Monday, 20 May 2013

The Nanny (1965)

The Nanny is a great film, one of the very best to ever come from Hammer Studios, in my opinion. It deserves to be up there with Peeping Tom and The Innocents, it's such a fine psychological horror/drama.

Bette Davis gives the greatest performance of her career without any of the eye-rolling or razor-sharp dialogue that we've become accustomed to (and that is always thoroughly enjoyable) as she plays the titular character, an elderly woman locked in a battle of wills with a small boy named Joey (William Dix). Joey has been away from home for two years, after his younger sister tragically died in the household bathtub, and returns with the same bad attitude he went away with.
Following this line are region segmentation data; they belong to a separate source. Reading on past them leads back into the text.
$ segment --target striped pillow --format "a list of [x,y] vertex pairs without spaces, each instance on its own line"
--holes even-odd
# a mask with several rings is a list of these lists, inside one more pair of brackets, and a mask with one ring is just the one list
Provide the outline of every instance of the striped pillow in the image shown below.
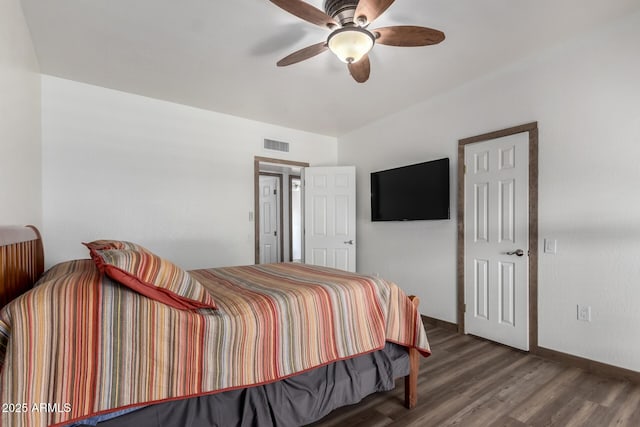
[[47,280],[56,279],[58,277],[66,276],[69,274],[87,273],[91,271],[96,271],[96,264],[90,259],[74,259],[71,261],[63,261],[45,271],[34,286],[46,282]]
[[89,250],[95,251],[104,251],[107,249],[130,249],[133,251],[144,250],[148,252],[148,249],[143,248],[137,243],[127,242],[126,240],[110,240],[110,239],[102,239],[102,240],[94,240],[89,243],[82,243]]
[[147,250],[91,249],[91,258],[111,279],[182,310],[216,308],[207,290],[189,273]]

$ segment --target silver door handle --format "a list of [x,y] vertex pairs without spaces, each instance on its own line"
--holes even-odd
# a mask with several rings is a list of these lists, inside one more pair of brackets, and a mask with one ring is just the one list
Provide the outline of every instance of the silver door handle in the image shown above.
[[518,255],[518,256],[522,256],[524,255],[524,251],[522,249],[516,249],[515,251],[511,251],[511,252],[506,252],[507,255]]

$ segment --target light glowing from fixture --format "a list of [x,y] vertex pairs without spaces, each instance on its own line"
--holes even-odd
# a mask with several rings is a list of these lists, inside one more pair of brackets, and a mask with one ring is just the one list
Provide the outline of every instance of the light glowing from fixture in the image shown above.
[[375,37],[359,27],[344,27],[329,35],[327,45],[331,52],[347,64],[358,62],[373,48]]

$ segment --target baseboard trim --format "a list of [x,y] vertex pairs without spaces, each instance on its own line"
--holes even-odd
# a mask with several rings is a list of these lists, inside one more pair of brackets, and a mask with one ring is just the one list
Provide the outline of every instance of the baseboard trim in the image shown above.
[[434,317],[429,317],[429,316],[425,316],[425,315],[422,315],[422,322],[427,324],[427,325],[431,325],[431,326],[435,326],[435,327],[438,327],[438,328],[446,329],[448,331],[458,332],[458,324],[457,323],[451,323],[451,322],[447,322],[446,320],[440,320],[440,319],[436,319]]
[[563,353],[561,351],[551,350],[544,347],[537,347],[535,351],[531,352],[531,354],[543,357],[545,359],[553,360],[555,362],[563,363],[565,365],[575,366],[594,374],[640,384],[640,372],[632,371],[631,369],[621,368],[619,366],[609,365],[607,363],[596,362],[595,360],[587,359],[580,356],[574,356],[572,354]]
[[[422,315],[422,321],[425,325],[446,329],[451,332],[458,332],[457,323],[451,323],[446,320],[440,320],[425,315]],[[427,331],[427,333],[428,332],[429,331]],[[532,347],[529,353],[544,359],[553,360],[554,362],[580,368],[593,374],[640,384],[640,372],[632,371],[631,369],[621,368],[619,366],[609,365],[607,363],[597,362],[595,360],[539,346]]]

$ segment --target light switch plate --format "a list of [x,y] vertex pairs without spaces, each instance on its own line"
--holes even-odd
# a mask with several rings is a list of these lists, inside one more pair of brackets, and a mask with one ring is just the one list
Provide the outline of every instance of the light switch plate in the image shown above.
[[544,253],[555,254],[558,249],[558,243],[555,239],[544,239]]

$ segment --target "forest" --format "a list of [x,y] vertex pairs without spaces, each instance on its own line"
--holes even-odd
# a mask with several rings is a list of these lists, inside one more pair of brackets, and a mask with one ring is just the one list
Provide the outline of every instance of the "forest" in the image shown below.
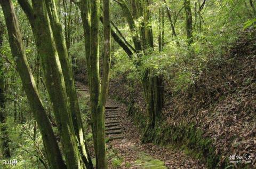
[[0,168],[256,168],[255,0],[0,0]]

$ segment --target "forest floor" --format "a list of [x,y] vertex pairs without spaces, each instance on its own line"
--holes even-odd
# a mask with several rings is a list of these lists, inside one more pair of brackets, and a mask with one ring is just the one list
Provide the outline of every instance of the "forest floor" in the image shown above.
[[[76,86],[78,95],[89,94],[86,86],[79,83]],[[108,151],[115,152],[122,159],[121,164],[117,166],[113,159],[109,158],[110,168],[207,168],[182,151],[152,143],[142,144],[139,128],[127,115],[124,104],[108,99],[106,122]]]

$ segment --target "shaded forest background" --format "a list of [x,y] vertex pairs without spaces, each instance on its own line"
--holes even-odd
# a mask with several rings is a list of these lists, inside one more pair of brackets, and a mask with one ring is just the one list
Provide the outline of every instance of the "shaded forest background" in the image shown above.
[[[11,1],[29,68],[62,154],[53,113],[56,110],[49,98],[36,44],[40,38],[35,39],[29,19],[19,4],[23,1]],[[92,85],[85,57],[86,22],[81,17],[83,3],[89,1],[52,2],[56,5],[75,81]],[[94,1],[90,3],[92,5]],[[101,6],[95,17],[106,23]],[[115,0],[110,1],[110,8],[108,93],[127,106],[127,115],[140,130],[142,142],[171,145],[202,160],[209,168],[255,167],[256,2]],[[99,23],[101,77],[106,75],[104,27]],[[0,117],[0,157],[17,159],[19,163],[13,168],[43,168],[50,162],[9,42],[1,10],[0,87],[4,106],[1,106]],[[91,114],[93,108],[90,99],[82,95],[78,102],[84,139],[93,158],[94,138],[90,129],[94,122]],[[244,153],[252,155],[252,165],[230,165],[230,155]],[[113,167],[111,156],[108,158]]]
He blames everything on the nanny and sets out to remove her power at every turn.

What is the reality of the situation? An evil young lad forcing an elderly woman to squirm under his fist or a manipulative old woman doing her best to silence her young charge? The movie is impressively ambiguous for the first hour or so until we get to a finale that manages to shock, disturb and churn a stomach more effectively than many of the most modern releases.

An incredibly brave, complex psychological horror, this movie unsettles in almost every scene, whether it's due to the behaviour of an unruly child or watching a sad mother (played by Wendy Craig) revert to a state more childish than her own son. The supporting cast - including Jill Bennett, James Villiers and Pamela Franklin - are solid but this really boils down to an amazing two-hander between a petulant child and . . . for the love of God . . . BETTE DAVIS! Hard to believe that this movie was released by "the studio that dripped blood" and even harder to believe that many people may be unfamiliar with it.

Director Seth Holt treats the material well, but he's given a flying start by the fantastic script from Jimmy Sangster (adapting the novel by Marryam Modell). What starts off as a look at a stiff, unsympathetic family unit with a brat at its core slowly but surely turns into something mesmerising, tense and also quite sad. See this film as soon as you can, it's an absolute classic.

NB - the ONLY reason I don't give the movie a perfect 10/10 score is because of my gut instinct to Joey's brattish behaviour in the first half of the movie.